VN 80
G.K. van het Reve: ‘Er moet een god zijn of iets dat minstens zo erg is’
AuteurBibeb

26 tot 30 minuten leestijd

Gerard van het Reve, Willem van A. en ik reden over een weg door onafzienbare weilanden. Ik zat voorin en vastgeklemd door de veiligheidsriem, waarvan Gerard me de werking secuur had uitgelegd. Bij het naderen van Greonterp (Friesland) wees hij mij het torentje van de kapel en toen ik niet meteen reageerde, zei hij: ‘Slechte ogen, wil geen bril dragen.’ Per brief had hij me als avondmaal een kippetje (1100 gram) met rozijnen beloofd. Maar zodra ik Huize Algra binnen was (12 uur) vroeg hij of ik maagklachten had, en begon op mijn ontkennend antwoord boterhammen met kaas te bakken voor Willem en mij. Ik had toen de asters, chrysanten en grote rode bloemen al bewonderd, op het stukje grond tussen de gevel en de smalle weg, en ik was op het kerkhof geweest.

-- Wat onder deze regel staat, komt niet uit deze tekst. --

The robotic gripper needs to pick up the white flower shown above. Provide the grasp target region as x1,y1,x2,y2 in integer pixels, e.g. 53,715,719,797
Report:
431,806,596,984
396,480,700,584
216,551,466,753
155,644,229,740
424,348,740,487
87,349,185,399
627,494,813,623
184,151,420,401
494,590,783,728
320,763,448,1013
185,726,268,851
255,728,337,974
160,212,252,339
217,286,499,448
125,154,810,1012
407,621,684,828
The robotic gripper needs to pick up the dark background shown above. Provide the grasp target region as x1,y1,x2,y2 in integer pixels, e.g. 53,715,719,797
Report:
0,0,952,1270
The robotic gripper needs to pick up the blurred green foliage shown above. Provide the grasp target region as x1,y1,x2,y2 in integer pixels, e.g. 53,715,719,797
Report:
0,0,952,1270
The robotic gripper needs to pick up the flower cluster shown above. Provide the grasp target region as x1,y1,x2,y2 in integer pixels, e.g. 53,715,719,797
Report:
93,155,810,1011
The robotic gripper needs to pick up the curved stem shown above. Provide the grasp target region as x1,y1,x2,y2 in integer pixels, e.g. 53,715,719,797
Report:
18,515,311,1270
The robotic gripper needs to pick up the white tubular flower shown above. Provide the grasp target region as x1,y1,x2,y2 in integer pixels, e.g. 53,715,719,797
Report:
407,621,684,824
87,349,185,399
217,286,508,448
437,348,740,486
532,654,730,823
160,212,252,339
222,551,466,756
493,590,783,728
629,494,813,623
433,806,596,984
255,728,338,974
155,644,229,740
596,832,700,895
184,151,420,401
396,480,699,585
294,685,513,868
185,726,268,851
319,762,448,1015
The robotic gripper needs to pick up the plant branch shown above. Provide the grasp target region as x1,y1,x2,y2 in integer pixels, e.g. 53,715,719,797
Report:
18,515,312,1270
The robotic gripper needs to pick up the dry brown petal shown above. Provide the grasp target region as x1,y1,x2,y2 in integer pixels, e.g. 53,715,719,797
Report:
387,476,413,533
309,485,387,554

Het ligt schuin tegenover Huize Algra en de buurwoningen aan weerskanten. Het is een kleine heuvel, begroeid met zacht, lang gras. Op het hoogste punt staat het kapelletje en van de graven is er maar één zichtbaar, door een rechthoekige steen. Alle houten kruisen werden, zegt men, opgestookt. We liepen een eind het weiland in, want Gerard wou dat ik zou raden hoeveel een enorme stier kostte. Een Europese kampioen: ƒ 165.000.